1. Overview
In this tutorial, we’ll use a simple tool wget to download multiple files in parallel.
The commands used in this article were tested in bash, but should work in other POSIX compliant shells as well.
2. Downloading Files with wget
Downloading files with wget is fairly straightforward:
wget https://my.website.com/archive.zip
Unfortunately, we can only download one file at a time.
We have to resort to shell scripting to download multiple files in a single command:
#!/bin/bash
while read file; do
wget ${file}
done < files.txt
Here, files.txt contains all files that have to be downloaded, each on its own line:
https://my.website.com/archive-1.zip
https://my.website.com/archive-2.zip
https://my.website.com/archive-3.zip
The problem with this approach, however, is that the files are downloaded sequentially. We might speed things up by downloading files in parallel.
3. Parallelizing Downloads with wget
There are different ways in which we can make wget download files in parallel.
3.1. The Bash Approach
A simple and somewhat naive approach would be to send the wget process to the background using the *&*-operator:
#!/bin/bash
while read file; do
wget ${file} &
done < files.txt
Each call to wget is forked to the background and runs asynchronously in its own separate sub-shell.

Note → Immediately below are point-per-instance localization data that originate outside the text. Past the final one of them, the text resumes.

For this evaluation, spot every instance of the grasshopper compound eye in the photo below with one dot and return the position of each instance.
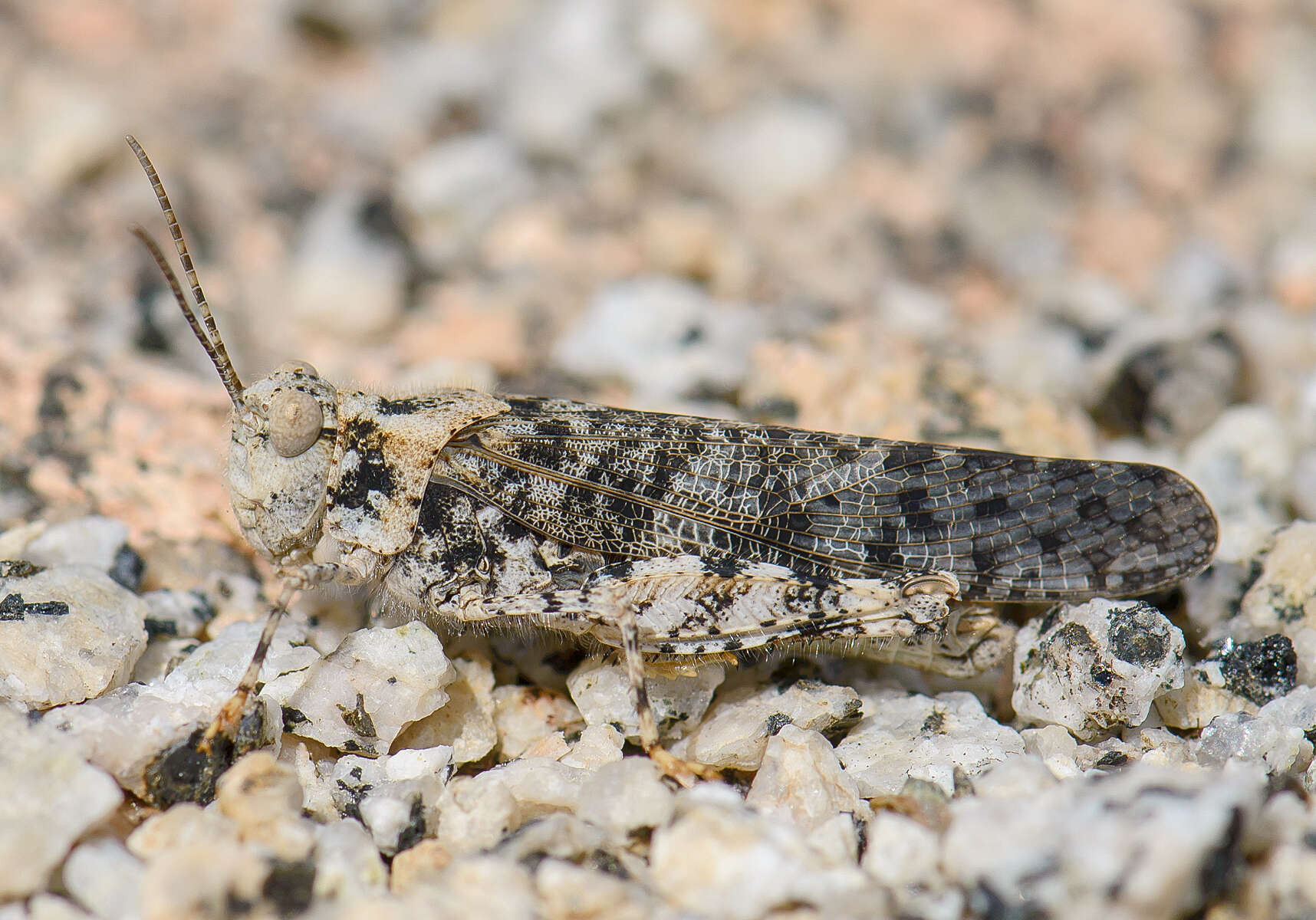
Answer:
(295, 422)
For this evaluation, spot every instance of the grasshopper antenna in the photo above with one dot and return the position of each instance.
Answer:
(209, 334)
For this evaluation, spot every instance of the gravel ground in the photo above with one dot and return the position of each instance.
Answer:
(1065, 228)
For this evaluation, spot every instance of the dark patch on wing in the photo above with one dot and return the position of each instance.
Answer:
(637, 485)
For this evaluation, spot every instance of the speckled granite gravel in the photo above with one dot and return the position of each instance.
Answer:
(1065, 228)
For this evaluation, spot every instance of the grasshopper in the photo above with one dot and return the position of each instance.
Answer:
(673, 539)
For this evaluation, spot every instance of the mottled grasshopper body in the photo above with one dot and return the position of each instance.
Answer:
(673, 537)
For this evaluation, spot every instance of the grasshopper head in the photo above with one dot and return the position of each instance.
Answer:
(283, 426)
(279, 460)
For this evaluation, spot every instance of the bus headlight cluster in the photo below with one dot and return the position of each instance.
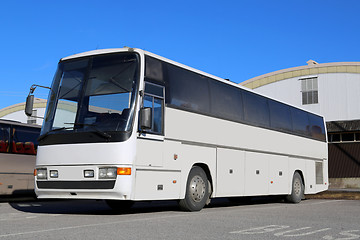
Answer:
(107, 173)
(41, 173)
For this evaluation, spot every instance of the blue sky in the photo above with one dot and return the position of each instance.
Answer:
(236, 39)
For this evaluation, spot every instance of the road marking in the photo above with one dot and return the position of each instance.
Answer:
(348, 234)
(91, 225)
(285, 234)
(265, 229)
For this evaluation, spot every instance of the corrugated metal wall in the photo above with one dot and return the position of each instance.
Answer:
(344, 160)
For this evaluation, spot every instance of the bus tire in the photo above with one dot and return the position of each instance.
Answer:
(297, 190)
(119, 205)
(197, 191)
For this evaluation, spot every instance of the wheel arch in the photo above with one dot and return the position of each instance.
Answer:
(301, 175)
(208, 174)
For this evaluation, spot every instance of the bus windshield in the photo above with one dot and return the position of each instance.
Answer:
(93, 94)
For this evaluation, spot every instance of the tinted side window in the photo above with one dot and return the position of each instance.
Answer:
(300, 122)
(154, 99)
(256, 110)
(226, 101)
(317, 128)
(280, 116)
(187, 90)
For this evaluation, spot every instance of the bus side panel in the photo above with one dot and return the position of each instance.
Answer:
(149, 153)
(256, 174)
(310, 186)
(16, 173)
(278, 174)
(230, 172)
(192, 155)
(157, 185)
(296, 164)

Although we now download the files in parallel, this approach is not without its drawbacks. For example, there is no feedback on completed or failed downloads. Also, we can’t control how many processes will be executed at once.
3.2. Let wget Fork Itself
We can do a little better and let wget fork itself to the background by passing -b as a parameter:
#!/bin/bash
while read file; do
wget ${file} -b
done < files.txt
Just as with the *&*-operator, each call is forked to the background and run asynchronously. What is different though, is that the -b parameter additionally makes for us a log file for each download. We can grep these log files to check that no errors occurred.
3.3. Using xargs
The most sophisticated and clean solution to our problem is using xargs. The xargs command takes a list of arguments and passes these to a utility of choice with the possibility to run multiple processes in parallel.

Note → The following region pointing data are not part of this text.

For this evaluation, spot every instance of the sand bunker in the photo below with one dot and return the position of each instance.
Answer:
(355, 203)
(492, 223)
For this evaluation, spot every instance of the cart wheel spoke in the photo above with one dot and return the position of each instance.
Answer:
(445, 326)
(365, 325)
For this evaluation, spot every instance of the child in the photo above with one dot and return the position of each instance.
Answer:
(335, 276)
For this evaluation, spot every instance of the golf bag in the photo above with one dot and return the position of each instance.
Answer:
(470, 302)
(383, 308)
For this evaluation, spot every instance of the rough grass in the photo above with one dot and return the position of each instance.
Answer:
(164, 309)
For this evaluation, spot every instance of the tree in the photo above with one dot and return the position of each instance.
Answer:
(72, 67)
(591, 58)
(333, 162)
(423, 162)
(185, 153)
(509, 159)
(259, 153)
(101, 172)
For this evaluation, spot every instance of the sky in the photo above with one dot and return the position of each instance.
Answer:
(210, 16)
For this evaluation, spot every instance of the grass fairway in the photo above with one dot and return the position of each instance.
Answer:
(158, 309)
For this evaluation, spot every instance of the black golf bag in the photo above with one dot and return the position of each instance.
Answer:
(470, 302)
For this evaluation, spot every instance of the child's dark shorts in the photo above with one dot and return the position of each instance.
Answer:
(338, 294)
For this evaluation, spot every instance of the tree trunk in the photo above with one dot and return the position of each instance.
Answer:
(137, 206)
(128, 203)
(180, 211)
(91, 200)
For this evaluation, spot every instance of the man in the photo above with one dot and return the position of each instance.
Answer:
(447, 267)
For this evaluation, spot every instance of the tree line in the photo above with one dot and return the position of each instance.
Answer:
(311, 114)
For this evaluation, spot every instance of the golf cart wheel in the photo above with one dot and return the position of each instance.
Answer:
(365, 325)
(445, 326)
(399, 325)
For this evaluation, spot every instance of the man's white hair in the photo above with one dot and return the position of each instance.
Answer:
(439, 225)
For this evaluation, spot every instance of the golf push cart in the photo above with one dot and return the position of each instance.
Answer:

Above all, it gives us control over the maximum number of processes that will run at once at any given time.
For example, we can call wget for each line in files.txt with a maximum of two processes in parallel:
#!/bin/bash
cat files.txt | xargs -n 1 -P 2 wget -q
We also set wget to be quiet (-q). Without that, xargs would redirect the output of all processes to stdout, which would have cluttered our terminal in no time. Instead, we can rely on xargs‘s return code. It’ll exit with a value of 0 if no error has occurred and with a value of 1 otherwise.
4. Conclusion
As we have seen, there are different ways in which we can download multiple files in parallel using wget.
The xargs command also provides the cleanest solution to this problem; it’s quite useful in scripts because it offers the right amount of control and has a clean exit code.